Supporter de Pedro Delgado et de Miguel Indurain dans son enfance, Valverde ne remportera sans doute jamais le Tour de France, même si nul ne s’est moqué de lui quand, pendant des années, il a affirmé qu’il pouvait se l’adjuger. C’est que dès sa première participation, en 2005, sans jamais avoir vu un col alpestre de près, il a pulvérisé Lance Armstrong dans la première étape de montagne, vers Courchevel, dans un sprint magistral.

Les observateurs auraient aimé voir ce dont il était capable l’année passée, sur un parcours taillé à sa mesure mais c’est surtout en 2006 qu’il a loupé le coche.  » Sans sa chute et sa fracture de la clavicule à Valkenburg, il aurait gagné « , affirme Oscar Pereiro, qui était son coéquipier et qui allait enlever le Tour sur le tapis vert, suite à l’exclusion de Floyd Landis. En fait, ce n’est que quand il n’y a plus cru, en 2015 et à 35 ans, que Valverde est monté sur la troisième marche du podium. C’était l’accomplissement d’un rêve devenu obsession. Jamais Valverde n’avait été aussi ému qu’à l’issue de l’avant-dernière étape, au sommet de l’Alpe d’Huez. Assuré de sa troisième place, il a laissé couler les larmes.

Un jeu pour lui

Valverde considère ce podium comme l’explication majeure de ses prestations actuelles.  » Alejandro n’a plus rien à prouver. Il roule sans pression « , confirme son entraîneur Mikel Zabala à Procycling.  » Le cyclisme est devenu un jeu pour lui.  » Valverde n’en retrouve pas moins l’impétuosité de ses premières années, comme au Tour de Murcie 2017, où il a conclu avec succès une attaque de 70 kilomètres.
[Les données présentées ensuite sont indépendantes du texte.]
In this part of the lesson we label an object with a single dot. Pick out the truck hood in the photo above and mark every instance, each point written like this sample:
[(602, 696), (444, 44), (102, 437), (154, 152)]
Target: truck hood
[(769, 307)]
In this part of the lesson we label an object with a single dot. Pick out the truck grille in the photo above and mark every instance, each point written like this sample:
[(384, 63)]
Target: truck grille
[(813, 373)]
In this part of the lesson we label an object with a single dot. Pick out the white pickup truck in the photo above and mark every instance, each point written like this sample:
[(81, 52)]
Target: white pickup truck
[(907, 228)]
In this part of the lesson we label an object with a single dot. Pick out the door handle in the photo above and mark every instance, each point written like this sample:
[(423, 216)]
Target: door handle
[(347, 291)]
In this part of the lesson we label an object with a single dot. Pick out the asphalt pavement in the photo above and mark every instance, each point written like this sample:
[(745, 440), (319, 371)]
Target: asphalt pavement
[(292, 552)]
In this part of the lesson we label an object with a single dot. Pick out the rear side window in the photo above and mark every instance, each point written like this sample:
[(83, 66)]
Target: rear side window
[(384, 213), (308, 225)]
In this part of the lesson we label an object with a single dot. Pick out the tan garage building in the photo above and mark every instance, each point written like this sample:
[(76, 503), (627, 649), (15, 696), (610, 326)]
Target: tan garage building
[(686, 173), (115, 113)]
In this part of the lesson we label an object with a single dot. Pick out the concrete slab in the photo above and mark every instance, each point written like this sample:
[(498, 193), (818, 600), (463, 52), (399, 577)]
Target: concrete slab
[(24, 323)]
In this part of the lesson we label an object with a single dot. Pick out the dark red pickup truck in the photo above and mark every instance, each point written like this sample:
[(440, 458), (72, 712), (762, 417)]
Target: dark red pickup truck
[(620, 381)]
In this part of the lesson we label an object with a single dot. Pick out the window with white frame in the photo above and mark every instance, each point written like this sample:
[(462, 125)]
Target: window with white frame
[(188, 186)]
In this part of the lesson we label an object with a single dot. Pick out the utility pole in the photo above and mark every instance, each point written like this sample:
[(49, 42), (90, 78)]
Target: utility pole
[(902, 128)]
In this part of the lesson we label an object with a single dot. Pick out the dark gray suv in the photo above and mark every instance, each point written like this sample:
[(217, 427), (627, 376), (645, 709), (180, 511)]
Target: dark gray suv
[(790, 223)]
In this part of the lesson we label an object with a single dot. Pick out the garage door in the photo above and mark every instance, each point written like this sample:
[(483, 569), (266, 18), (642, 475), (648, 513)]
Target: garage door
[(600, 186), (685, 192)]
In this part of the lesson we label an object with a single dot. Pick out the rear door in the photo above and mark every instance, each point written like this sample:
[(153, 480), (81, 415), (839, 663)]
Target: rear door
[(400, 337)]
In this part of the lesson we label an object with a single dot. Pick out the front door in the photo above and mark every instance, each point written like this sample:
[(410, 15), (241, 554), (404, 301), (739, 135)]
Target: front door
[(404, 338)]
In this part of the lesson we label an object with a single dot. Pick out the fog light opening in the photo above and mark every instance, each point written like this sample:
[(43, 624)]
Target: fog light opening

Malheureusement pour les amateurs de cyclisme, El Imbatido retrouve sa maîtrise à Liège-Bastogne-Liège et dans la Flèche wallonne. Manolo Lopez, son entraîneur en juniors et en néophytes, attribue ce réflexe à l’aisance avec laquelle Valverde enfilait les succès en catégories d’âge.

 » Il n’avait pas besoin d’attaquer : son sprint suffisait.  » À Ans et certainement à Huy, le chef de file de Movistar dispose d’arrivées qui lui permettent de doser son effort avec la précision d’une horloge suisse.  » Il n’a certainement pas réalisé son meilleur wattage de la saison lors de sa dernière victoire à Liège « , explique Zabala.  » Mais il a choisi la bonne position au bon moment pour gagner.  »

Par Benedict Vanclooster

Le talon d’Achille d’El Imbatido

Ces cinq dernières années, Alejandro Valverde n’a loupé le podium de Liège-Bastogne-Liège qu’à une seule reprise : en 2016. Il avait reculé son pic de forme de quelques semaines en prévision de son premier Giro et, surtout, il avait souffert du froid. El Imbatido avait dû se contenter d’une seizième place dans cette édition enlevée par Wout Poels.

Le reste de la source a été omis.